For example, making decisions as a CMO requires you to incorporate many different types of information, and respond to an ever-changing work environment. To be an effective CMO, you need years of education and experience, and you’ll be making decisions that can impact multi-billion dollar corporations in some cases.
AI is constantly getting better, so from a certain perspective, it’s only a matter of time before AI algorithms become sophisticated enough to handle more complicated jobs.
We’ve already seen this play out in a handful of areas. For example, AI is being increasingly used in the marketing industry to crunch numbers and intelligently recommend new strategies. It’s being used to write content on a regular basis—and the content it produces is almost indistinguishable from content generated by human writers. AI is also being used in the medical field, responsible for executing precise surgeries on patients and analyzing and filling prescriptions for patients in a pharmacist role.
Perhaps the most promising area of development in AI and automation is the inclusion of human emotion. Engineers are developing chatbots and other forms of AI that can both “understand” and replicate human emotions; in the near future, you may be able to have an open conversation about your feelings to an AI-based, virtual HR rep. You may hear notes of compassion in the voice of a chatbot when you call a customer service line. You may even rely on an AI algorithm in a therapy session.

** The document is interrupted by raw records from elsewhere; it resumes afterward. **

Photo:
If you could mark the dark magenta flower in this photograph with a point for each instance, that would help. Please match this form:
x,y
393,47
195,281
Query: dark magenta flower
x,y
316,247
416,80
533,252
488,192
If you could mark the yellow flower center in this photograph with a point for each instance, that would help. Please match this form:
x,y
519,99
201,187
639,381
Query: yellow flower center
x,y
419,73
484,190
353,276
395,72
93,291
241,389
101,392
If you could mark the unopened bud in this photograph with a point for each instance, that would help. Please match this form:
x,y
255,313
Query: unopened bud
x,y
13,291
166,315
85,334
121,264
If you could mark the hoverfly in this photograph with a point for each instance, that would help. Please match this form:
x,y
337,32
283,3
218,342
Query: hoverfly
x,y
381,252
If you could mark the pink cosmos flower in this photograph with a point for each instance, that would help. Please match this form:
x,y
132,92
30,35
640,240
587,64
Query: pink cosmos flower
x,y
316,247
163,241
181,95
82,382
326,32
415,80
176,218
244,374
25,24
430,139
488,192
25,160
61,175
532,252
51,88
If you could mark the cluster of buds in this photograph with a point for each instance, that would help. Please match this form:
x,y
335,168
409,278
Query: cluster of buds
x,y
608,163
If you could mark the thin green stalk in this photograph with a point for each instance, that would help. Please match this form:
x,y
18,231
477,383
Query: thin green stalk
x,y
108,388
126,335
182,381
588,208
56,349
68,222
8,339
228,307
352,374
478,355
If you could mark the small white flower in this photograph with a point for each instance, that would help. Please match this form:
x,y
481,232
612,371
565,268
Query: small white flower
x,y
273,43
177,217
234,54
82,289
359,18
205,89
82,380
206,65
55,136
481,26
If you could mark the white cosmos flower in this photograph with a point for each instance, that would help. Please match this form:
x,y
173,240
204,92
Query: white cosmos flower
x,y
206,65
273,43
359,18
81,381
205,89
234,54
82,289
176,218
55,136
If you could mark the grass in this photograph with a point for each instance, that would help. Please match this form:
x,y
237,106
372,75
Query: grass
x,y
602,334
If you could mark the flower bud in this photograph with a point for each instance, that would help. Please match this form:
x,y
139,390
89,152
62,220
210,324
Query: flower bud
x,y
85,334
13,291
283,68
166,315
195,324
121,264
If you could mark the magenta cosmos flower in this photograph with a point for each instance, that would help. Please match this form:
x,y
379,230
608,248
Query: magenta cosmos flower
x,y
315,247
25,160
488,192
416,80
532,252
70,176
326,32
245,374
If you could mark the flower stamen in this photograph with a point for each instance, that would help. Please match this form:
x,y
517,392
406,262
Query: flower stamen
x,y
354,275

Tech optimists see these forms of progress as an indication of where we’re headed. In 1996, AI was sophisticated enough to beat the human chess champion Garry Kasparov in a game of chess. In 2015, AI became sophisticated enough to beat human go players (with go being considered one of the most complex traditional games). It wasn’t that long ago that it was considered impossible for computers to become advanced enough to beat human players in either chess or go.
The mentality here is that we’ve seen AI do “impossible” things on a consistent basis. Every year, we develop machines to accomplish something new that was previously thought to be unthinkable. Following this line of logic, it’s hard to assert that there’s anything truly impossible for machines to do.
AI and Humans: A Perfect Partnership?
Of course, just because AI could have the power to accomplish human responsibilities doesn’t mean AI is going to replace human beings in a takeover of their current jobs. There are a number of possibilities that could allow humans and AI to work together in harmony.
In the first vision, AI is merely used to handle responsibilities that humans can’t handle, for one reason or another. For example, completely automated surgery may be reserved for handling surgeries when human surgeons are busy or unavailable; there’s a doctor shortage in the United States, and AI-based systems could arise to help fill the void, thereby jeopardizing few (if any) human jobs.
In another vision, AI could mostly serve as a complement to human thinking. Rather than depending exclusively on human creativity or AI-powered calculus, the best systems would reflect a partnership between these modes. Human beings in analyst and creative positions would utilize AI as tools to enhance their own skills, knowledge, and abilities. Their abilities would be enhanced, rather than replaced.
It’s also worth noting that AI could replace some human responsibilities without actually replacing the humans engaging in those responsibilities. For example, if part of your job is generating marketing reports, the AI could take over that portion of your workday—and you could spend more time handling other, more complex responsibilities. In this vision, the nature of white collar work would gradually change, with white collar workers taking on bigger, higher-level, and more complex responsibilities over time. This could result in an even bigger skill gap between blue collar and white collar workers, and spur a number of problematic economic side effects; however, it wouldn’t mean the true end of any white collar jobs.